- Town of Ethel
- Location of Ethel, Mississippi
- Ethel, Mississippi Location in the contiguous United States
- Coordinates: 33°7′25″N 89°27′55″W﻿ / ﻿33.12361°N 89.46528°W
- Country: United States
- State: Mississippi
- County: Attala

Area
- • Total: 0.58 sq mi (1.51 km^{2})
- • Land: 0.58 sq mi (1.51 km^{2})
- • Water: 0 sq mi (0.00 km^{2})
- Elevation: 423 ft (129 m)

Population (2020)
- • Total: 348
- • Density: 596/sq mi (230.2/km^{2})
- Time zone: UTC-6 (Central (CST))
- • Summer (DST): UTC-5 (CDT)
- ZIP code: 39067
- Area code: 662
- FIPS code: 28-23220
- GNIS feature ID: 0669815

= Ethel, Mississippi =

Ethel is a U.S. town in Attala County, Mississippi. As of the 2020 census, Ethel had a population of 348.
==History==
Ethel is named for the daughter of Capt. S. B. McConnico.
The mayor of Ethel is Gwen Sims.

==Geography==
Ethel is located along the Yockanookany River.

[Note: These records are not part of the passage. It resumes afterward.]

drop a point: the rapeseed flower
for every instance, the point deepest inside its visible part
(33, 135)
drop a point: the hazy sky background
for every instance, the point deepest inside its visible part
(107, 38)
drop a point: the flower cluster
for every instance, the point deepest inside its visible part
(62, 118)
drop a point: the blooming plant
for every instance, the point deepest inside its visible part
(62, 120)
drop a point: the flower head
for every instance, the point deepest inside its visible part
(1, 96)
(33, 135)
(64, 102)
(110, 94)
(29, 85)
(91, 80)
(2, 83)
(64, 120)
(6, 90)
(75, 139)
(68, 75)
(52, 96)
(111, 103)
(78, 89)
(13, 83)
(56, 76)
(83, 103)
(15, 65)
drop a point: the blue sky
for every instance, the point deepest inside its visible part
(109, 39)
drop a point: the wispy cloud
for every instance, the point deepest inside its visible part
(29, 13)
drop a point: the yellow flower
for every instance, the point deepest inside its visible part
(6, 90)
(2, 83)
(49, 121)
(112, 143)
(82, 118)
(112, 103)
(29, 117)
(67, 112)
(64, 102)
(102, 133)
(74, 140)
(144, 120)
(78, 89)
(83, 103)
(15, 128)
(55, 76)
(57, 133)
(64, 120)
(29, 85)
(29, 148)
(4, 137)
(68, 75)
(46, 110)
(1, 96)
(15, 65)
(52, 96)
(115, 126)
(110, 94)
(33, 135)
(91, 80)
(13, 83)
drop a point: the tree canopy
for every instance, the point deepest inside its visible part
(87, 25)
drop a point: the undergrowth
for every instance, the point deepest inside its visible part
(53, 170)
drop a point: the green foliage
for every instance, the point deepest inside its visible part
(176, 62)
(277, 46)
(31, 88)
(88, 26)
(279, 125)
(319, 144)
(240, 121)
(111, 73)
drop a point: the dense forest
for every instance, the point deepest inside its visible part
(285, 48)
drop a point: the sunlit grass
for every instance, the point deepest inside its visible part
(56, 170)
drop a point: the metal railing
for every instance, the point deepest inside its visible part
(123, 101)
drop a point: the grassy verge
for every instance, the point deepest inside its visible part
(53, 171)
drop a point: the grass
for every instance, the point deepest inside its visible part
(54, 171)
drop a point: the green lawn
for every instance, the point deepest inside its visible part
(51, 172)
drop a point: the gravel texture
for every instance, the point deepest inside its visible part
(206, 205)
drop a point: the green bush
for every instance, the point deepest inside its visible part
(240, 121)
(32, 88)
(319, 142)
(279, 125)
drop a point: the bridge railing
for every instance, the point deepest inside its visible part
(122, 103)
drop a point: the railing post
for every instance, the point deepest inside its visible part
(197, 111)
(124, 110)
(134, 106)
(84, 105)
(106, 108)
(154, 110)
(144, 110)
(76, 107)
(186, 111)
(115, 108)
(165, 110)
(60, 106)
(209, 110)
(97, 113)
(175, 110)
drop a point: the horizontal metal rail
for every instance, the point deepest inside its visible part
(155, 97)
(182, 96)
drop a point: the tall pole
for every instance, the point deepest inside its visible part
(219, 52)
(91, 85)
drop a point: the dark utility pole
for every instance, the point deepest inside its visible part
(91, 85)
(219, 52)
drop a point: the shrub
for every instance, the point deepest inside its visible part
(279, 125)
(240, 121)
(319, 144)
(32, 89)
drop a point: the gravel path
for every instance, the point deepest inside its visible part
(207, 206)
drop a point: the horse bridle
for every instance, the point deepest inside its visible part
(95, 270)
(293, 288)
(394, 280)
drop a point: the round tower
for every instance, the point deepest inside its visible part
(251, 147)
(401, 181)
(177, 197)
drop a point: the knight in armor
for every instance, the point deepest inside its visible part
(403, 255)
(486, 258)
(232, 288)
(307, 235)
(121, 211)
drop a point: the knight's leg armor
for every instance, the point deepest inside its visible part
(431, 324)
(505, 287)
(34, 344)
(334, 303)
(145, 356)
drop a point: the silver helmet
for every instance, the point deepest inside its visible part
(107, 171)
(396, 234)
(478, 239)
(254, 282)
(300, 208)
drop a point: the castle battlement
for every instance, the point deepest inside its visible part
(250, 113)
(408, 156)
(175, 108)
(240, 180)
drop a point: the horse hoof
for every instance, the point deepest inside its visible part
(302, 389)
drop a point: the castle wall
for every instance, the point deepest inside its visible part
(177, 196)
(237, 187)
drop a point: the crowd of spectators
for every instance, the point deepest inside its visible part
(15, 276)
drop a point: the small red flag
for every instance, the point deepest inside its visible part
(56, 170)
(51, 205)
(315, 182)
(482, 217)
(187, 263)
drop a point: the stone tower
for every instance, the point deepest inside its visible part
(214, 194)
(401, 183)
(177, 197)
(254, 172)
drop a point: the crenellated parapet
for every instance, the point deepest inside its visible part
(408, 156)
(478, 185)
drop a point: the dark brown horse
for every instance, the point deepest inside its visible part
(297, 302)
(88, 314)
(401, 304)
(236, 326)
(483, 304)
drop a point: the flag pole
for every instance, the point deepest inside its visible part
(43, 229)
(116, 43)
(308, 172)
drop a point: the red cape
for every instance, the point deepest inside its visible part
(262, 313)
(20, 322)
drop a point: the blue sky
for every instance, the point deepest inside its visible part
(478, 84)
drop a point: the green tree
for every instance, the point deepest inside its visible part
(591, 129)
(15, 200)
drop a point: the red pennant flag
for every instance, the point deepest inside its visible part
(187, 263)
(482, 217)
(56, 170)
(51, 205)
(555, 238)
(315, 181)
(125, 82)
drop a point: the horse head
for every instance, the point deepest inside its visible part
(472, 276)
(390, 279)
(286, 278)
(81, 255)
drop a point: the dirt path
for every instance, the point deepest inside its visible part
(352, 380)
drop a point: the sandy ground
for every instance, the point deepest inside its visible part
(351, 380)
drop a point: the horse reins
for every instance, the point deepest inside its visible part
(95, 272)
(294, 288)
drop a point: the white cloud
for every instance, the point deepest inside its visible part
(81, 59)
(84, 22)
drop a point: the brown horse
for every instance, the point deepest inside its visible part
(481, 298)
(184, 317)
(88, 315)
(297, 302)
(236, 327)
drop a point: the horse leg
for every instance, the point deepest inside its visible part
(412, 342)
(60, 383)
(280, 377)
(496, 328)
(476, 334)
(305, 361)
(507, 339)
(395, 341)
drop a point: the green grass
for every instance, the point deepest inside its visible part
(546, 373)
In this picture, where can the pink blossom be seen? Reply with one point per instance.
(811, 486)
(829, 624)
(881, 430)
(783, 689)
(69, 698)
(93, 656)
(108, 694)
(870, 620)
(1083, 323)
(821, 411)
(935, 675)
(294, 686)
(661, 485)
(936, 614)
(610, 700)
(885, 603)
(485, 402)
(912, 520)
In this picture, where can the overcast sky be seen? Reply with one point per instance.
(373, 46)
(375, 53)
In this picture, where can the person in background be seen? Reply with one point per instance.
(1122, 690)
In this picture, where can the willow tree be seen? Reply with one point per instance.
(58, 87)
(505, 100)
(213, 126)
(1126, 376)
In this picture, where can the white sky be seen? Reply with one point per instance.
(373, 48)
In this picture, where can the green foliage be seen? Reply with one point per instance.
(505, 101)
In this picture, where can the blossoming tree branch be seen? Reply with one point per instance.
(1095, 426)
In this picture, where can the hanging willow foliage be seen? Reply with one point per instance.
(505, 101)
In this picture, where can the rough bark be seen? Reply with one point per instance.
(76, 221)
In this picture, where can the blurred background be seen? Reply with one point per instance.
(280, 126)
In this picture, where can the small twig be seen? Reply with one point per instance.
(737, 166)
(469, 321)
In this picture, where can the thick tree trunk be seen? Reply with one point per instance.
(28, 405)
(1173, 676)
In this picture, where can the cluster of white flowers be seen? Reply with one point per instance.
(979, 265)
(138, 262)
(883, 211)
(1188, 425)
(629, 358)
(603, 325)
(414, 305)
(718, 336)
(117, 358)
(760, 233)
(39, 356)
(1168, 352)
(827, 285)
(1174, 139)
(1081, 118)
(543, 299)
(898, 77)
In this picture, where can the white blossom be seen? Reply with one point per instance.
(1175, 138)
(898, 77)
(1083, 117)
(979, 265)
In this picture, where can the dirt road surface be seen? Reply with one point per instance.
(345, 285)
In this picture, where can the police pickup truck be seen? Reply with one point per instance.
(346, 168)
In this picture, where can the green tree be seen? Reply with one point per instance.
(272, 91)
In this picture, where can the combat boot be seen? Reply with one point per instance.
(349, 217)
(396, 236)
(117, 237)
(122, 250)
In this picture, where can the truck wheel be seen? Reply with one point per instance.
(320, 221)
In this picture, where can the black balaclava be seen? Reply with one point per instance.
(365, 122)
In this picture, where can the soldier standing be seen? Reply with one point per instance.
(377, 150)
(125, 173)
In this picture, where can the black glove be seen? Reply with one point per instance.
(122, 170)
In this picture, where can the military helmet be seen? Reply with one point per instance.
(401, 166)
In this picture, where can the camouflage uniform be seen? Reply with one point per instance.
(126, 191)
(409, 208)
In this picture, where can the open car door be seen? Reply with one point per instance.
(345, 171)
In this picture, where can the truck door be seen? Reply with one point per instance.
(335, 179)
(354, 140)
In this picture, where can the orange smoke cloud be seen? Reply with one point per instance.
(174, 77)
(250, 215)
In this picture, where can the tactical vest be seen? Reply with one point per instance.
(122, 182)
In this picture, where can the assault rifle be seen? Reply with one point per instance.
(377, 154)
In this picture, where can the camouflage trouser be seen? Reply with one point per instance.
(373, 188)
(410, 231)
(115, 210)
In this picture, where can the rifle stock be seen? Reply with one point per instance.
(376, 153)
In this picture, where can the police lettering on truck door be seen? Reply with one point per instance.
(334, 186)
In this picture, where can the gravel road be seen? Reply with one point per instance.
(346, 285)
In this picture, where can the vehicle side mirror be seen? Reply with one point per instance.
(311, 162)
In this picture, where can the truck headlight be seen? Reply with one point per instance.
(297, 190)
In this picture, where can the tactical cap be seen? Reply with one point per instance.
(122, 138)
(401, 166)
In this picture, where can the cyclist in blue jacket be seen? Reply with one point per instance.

According to the United States Census Bureau, the town has a total area of 1.5 km2, all land.

==Demographics==

As of the census of 2000, there were 452 people, 173 households, and 125 families residing in the town. The population density was 752.3 PD/sqmi. There were 208 housing units at an average density of 346.2 /sqmi. The racial makeup of the town was 54.42% White, 44.91% African American, and 0.66% from two or more races. Hispanic or Latino of any race were 0.44% of the population.

There were 173 households, out of which 39.9% had children under the age of 18 living with them, 43.4% were married couples living together, 22.5% had a female householder with no husband present, and 27.7% were non-families. 25.4% of all households were made up of individuals, and 11.6% had someone living alone who was 65 years of age or older. The average household size was 2.61 and the average family size was 3.07.

In the town, the population was spread out, with 28.8% under the age of 18, 10.8% from 18 to 24, 26.3% from 25 to 44, 21.7% from 45 to 64, and 12.4% who were 65 years of age or older. The median age was 32 years. For every 100 females, there were 98.2 males. For every 100 females age 18 and over, there were 83.0 males.

The median income for a household in the town was $20,114, and the median income for a family was $21,667. Males had a median income of $22,083 versus $13,409 for females. The per capita income for the town was $8,240. About 30.4% of families and 32.8% of the population were below the poverty line, including 48.5% of those under age 18 and 19.3% of those age 65 or over.

Historical population
| Census | Pop. | Note | %± |
| 1920 | 466 |  | — |
| 1930 | 571 |  | 22.5% |
| 1940 | 828 |  | 45.0% |
| 1950 | 723 |  | −12.7% |
| 1960 | 566 |  | −21.7% |
| 1970 | 560 |  | −1.1% |
| 1980 | 486 |  | −13.2% |
| 1990 | 454 |  | −6.6% |
| 2000 | 452 |  | −0.4% |
| 2010 | 418 |  | −7.5% |
| 2020 | 348 |  | −16.7% |
U.S. Decennial Census

==Education==
The town of Ethel is served by the Attala County School District.

==Notable people==
- Ray Butts, inventor of the EchoSonic and FilterTron
- Icey W. Day, member of the Mississippi House of Representatives for three separate terms
- Archie Dees, professional basketball player.